# Well water to fill pool?



## Forcast

Can I use well water to fill a good size above ground pool. I know I cant let it run forever, dont want to run the well dry (but I never have) or burn out the pump, but what about the iron in the well water will that be a problem? neighbors offered hoses and water if they can come take a dip! I know lots of very long hoses would be needed, its not like we can throw a hose over the back fence. But got this 16 foot pool free and buying water would be like $300.00. So what you all think?


----------



## arabian knight

Have you talked to your local fire department? Many people have them come in a fill a pool especially one of that size.


----------



## Forcast

no but I will ask them Thanks


----------



## airotciv

We fill our pool (10,000 gallons) using the well and a garden hose. Yes it takes forever, about 24 hours. We have not had a problem with the well or the well pump. We do turn off the water at night and restart it in the morning. As for the iron in the water, as soon as you put in your chlorine, the water will turn a brownish color if there is a lot of iron in your water or a green color if there is a lot of copper. There is a chemical that removes iron from the water, Can't think of the chemical at the moment. Go to the nearest pool store and they can give you what you need. As long as your there take a sample of the pool water and have it tested (usually free).


----------



## Jim Bunton

I have a well that is high in iron. I use it to fill my pool same size as yours. Get a product like this http://pools.com/products/aqua-chem...ce=googlepla&gclid=CIL0nOnCt8UCFYU_aQodrIMAYQ To help remove the iron from the pool and keep it from staining the liner. Best thing to do is take a sample to a pool supply store ad they will test it and sell you what you need along with instructions on how to use it for your specific situation.

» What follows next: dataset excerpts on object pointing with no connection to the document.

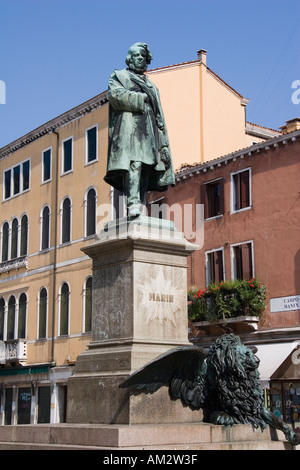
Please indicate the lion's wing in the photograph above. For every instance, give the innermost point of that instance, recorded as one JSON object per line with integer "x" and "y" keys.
{"x": 180, "y": 368}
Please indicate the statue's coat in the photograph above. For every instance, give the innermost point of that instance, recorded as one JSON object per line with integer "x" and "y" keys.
{"x": 137, "y": 130}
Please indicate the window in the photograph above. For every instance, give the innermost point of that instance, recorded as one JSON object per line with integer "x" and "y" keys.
{"x": 8, "y": 405}
{"x": 24, "y": 405}
{"x": 2, "y": 314}
{"x": 44, "y": 404}
{"x": 242, "y": 261}
{"x": 91, "y": 144}
{"x": 46, "y": 165}
{"x": 45, "y": 228}
{"x": 14, "y": 239}
{"x": 212, "y": 196}
{"x": 26, "y": 174}
{"x": 91, "y": 212}
{"x": 214, "y": 266}
{"x": 22, "y": 316}
{"x": 241, "y": 192}
{"x": 67, "y": 155}
{"x": 66, "y": 221}
{"x": 5, "y": 241}
{"x": 7, "y": 183}
{"x": 16, "y": 179}
{"x": 11, "y": 318}
{"x": 24, "y": 235}
{"x": 88, "y": 305}
{"x": 42, "y": 315}
{"x": 64, "y": 309}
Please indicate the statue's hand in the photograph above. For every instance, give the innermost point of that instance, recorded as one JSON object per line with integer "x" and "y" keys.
{"x": 165, "y": 157}
{"x": 146, "y": 98}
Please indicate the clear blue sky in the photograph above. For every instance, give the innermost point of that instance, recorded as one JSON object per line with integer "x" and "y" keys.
{"x": 56, "y": 54}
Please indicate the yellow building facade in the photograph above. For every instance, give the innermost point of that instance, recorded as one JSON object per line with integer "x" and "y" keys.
{"x": 52, "y": 187}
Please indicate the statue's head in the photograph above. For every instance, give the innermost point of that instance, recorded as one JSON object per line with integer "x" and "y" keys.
{"x": 138, "y": 57}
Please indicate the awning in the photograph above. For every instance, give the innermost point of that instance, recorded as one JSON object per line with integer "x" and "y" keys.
{"x": 271, "y": 357}
{"x": 24, "y": 370}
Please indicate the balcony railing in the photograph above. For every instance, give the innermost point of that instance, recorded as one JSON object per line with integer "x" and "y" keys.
{"x": 16, "y": 263}
{"x": 14, "y": 350}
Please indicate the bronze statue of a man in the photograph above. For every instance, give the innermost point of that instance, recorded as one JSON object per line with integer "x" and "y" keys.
{"x": 139, "y": 157}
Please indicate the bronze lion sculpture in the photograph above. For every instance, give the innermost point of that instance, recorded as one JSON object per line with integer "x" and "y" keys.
{"x": 223, "y": 381}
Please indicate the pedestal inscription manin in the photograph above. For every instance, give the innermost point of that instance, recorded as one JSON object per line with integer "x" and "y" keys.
{"x": 139, "y": 312}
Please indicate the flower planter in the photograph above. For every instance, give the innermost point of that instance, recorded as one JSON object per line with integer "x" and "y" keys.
{"x": 234, "y": 325}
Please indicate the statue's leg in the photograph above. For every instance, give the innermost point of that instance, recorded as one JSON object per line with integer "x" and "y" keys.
{"x": 133, "y": 188}
{"x": 277, "y": 423}
{"x": 144, "y": 182}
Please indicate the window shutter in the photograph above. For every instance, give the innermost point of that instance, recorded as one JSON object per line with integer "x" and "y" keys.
{"x": 236, "y": 189}
{"x": 204, "y": 199}
{"x": 244, "y": 182}
{"x": 221, "y": 186}
{"x": 218, "y": 266}
{"x": 246, "y": 261}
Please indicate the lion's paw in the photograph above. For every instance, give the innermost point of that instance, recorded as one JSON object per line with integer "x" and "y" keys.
{"x": 222, "y": 418}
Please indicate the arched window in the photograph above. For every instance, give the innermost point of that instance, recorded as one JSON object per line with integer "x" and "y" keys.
{"x": 22, "y": 316}
{"x": 5, "y": 241}
{"x": 2, "y": 314}
{"x": 45, "y": 228}
{"x": 88, "y": 305}
{"x": 43, "y": 306}
{"x": 91, "y": 212}
{"x": 11, "y": 318}
{"x": 66, "y": 221}
{"x": 14, "y": 239}
{"x": 64, "y": 309}
{"x": 24, "y": 235}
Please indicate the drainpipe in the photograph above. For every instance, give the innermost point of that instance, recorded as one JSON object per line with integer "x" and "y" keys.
{"x": 55, "y": 249}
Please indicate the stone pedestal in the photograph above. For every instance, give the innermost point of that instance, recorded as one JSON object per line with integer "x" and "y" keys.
{"x": 139, "y": 312}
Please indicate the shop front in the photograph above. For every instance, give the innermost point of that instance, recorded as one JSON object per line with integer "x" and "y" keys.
{"x": 280, "y": 377}
{"x": 33, "y": 394}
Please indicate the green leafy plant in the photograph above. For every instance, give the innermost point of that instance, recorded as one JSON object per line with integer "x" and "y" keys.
{"x": 227, "y": 299}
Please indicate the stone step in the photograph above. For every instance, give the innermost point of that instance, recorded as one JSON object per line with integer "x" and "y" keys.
{"x": 198, "y": 436}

Before you close it for the winter get a cover and get instructions for closing it down. Then in the spring no need to refill. I had my pool for nine years before I did this and it was a mess every spring. I would drain it scrub the liner refill and start over. This is the first spring where I used a cover. took the cover off hooked the pump back up added chlorine and a clairifier and it is ready. What use to kill a whole day took about 2 hours.

Enjoy your new pool.

Jim


----------



## scooter

We burned out our pump when we filled the pool, so the next thing we did was to get our milk hauler to bring us water in his bulk tank.


----------



## watcher

Find out who put your pump in and ask them. I asked about the running cycle on mine and the pump guy told me as long as there was water in the well the pump wouldn't burn up by constant running. Of course the pump has a limited life span of so many hours so running it for 24 hours today to fill your pool will mean you'll have to replace it a few weeks or so sooner than you would if you didn't.


----------



## han_solo

My parents had a pool and would use the well to fill up the pool. Only if it was low and not if empty that i can remember. Would love to have a pool now


----------



## joseph97297

We (small town VFD) fill pools at the going rate of 2 cases of soda or water so we can stock up the firehouse fridge. Also, for some of the people that truck water in, we do the same and deliver 'bulk' water for the same deal or barter it out. We only have the one tanker (3000 gallons) but it gets it out and we let everyone take a chance at driving it so we know that everyone can do it (or so we know who not to let do it).


----------



## JoePa

I always filled my above ground pool using our well - I did it over a couple days - just added so much each day - as long as you don't run the well dry you should have no problem - don't try to fill it all at one time - try to get the flow coming out of the hose to a level where the pump stays on and doesn't keep cycling on and off - that is harder on a pump then anything - except running without any water -


----------



## cfuhrer

Do you have irrigation water?

We used to fill ours the first weekend the irrigation districts had the ditches full. We would turn on our spriklers and hook up a hose to fill the pool.

This was usually a couple weeks before good swim weather so we had plenty of time to get the water in to be tested and treated.


----------



## Forcast

nope , and the stream is at the bottom of a big hill


----------